In the context of some work on multitask learning, we came to realize that classification is kind of weird. Or at least linear classification. It's not that it's weird in a way that we didn't already know: it's just sort of a law of unexpected consequences.
If we're doing linear (binary) classification, we all know that changing the magnitude of the weight vector doesn't change the predictions. A standard exercise in a machine learning class might be to show that if your data is linearly separable, then for some models (for instance, unregularized models), the best solution is usually an infinite norm weight vector that's pointing in the right direction.
This is definitely not true of (linear) regression. Taking a good (or even perfect) linear regressor and blowing up the weights by some constant will kill your performance. By adding a regularizer, what you're basically doing is just saying how big you want that norm to be.
Of course, by regression I simply mean minimizing something like squared error and by classification I mean something like 0/1 loss or hinge loss or logistic loss or whatever.
I think this is stuff that we all know.
Where this can bite you in unexpected ways is the following. In lots of problems, like domain adaptation and multitask learning, you end up making assumptions roughly of the form "my weight vector for domain A should look like my weight vector for domain B" where "look like" is really the place where you get to be creative and define things how you feel best.
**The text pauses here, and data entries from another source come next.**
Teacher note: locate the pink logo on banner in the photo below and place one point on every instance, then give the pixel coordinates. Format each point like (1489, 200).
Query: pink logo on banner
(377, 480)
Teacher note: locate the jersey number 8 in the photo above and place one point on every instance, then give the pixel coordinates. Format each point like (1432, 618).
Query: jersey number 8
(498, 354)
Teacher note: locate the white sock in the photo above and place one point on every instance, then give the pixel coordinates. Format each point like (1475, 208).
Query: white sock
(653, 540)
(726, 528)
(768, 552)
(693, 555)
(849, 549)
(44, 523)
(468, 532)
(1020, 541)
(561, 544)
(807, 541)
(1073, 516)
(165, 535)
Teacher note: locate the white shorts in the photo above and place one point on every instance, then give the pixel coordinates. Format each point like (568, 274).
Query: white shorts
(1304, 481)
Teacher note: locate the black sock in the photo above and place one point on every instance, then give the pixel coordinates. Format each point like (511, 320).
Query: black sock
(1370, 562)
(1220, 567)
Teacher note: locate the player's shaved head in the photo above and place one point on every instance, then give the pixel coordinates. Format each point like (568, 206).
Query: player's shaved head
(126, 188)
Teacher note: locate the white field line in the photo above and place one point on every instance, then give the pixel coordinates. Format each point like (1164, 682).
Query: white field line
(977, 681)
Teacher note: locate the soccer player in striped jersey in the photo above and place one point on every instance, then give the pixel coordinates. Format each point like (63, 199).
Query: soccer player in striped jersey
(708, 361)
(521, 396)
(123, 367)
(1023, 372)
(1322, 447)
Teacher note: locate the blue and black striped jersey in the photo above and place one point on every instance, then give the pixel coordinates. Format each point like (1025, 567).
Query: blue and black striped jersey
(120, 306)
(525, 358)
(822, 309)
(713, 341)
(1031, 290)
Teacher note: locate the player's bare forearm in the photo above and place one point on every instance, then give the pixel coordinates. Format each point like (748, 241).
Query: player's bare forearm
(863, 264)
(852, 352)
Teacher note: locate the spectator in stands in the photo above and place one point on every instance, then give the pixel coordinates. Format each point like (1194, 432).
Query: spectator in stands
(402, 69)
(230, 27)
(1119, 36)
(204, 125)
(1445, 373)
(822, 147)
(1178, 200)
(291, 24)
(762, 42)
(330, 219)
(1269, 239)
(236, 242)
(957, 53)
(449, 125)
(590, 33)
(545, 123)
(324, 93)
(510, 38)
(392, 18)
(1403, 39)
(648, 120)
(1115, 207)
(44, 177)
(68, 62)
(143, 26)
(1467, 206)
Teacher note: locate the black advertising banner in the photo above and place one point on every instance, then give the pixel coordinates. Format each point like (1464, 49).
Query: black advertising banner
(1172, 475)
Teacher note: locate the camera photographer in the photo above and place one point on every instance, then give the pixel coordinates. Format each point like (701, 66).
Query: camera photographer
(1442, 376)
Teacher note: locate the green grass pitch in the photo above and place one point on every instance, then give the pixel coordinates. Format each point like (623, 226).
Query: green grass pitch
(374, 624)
This is all well and good in the regression setting. A magnitude 5 weight in regression means a magnitude 5 weight in regression. But not so in classification. Since you can arbitrarily scale your weight vectors and still get the same decision boundaries, a magnitude 5 weight kind of means nothing. Or at least it means something that has to do more with the difficulty of the problem and how you chose to set your regularization parameter, rather than something to do with the task itself.
Perhaps we should be looking for definitions of "look like" that are insensitive to things like magnitude. Sure you can always normalize all your weight vectors to unit norm before you co-regularize them, but that loses information as well.
Perhaps this is a partial explanation of some negative transfer. One thing that you see, when looking at the literature in DA and MTL, is that all the tasks are typically of about the same difficulty. My expectation is that if you have two tasks that are highly related, but one is way harder than the other, is going to lead to negative transfer. Why? Because the easy task will get low norm weights, and the hard task will get high norm weights. The high norm weights will pull the low norm weights toward them too much, leading to worse performance on the "easy" task. In a sense, we actually want the opposite to happen: if you have a really hard task, it shouldn't screw up everyone else that's easy! (Yes, I know that being Bayesian might help here since you'd get a lot of uncertainty around those high norm weight vectors!)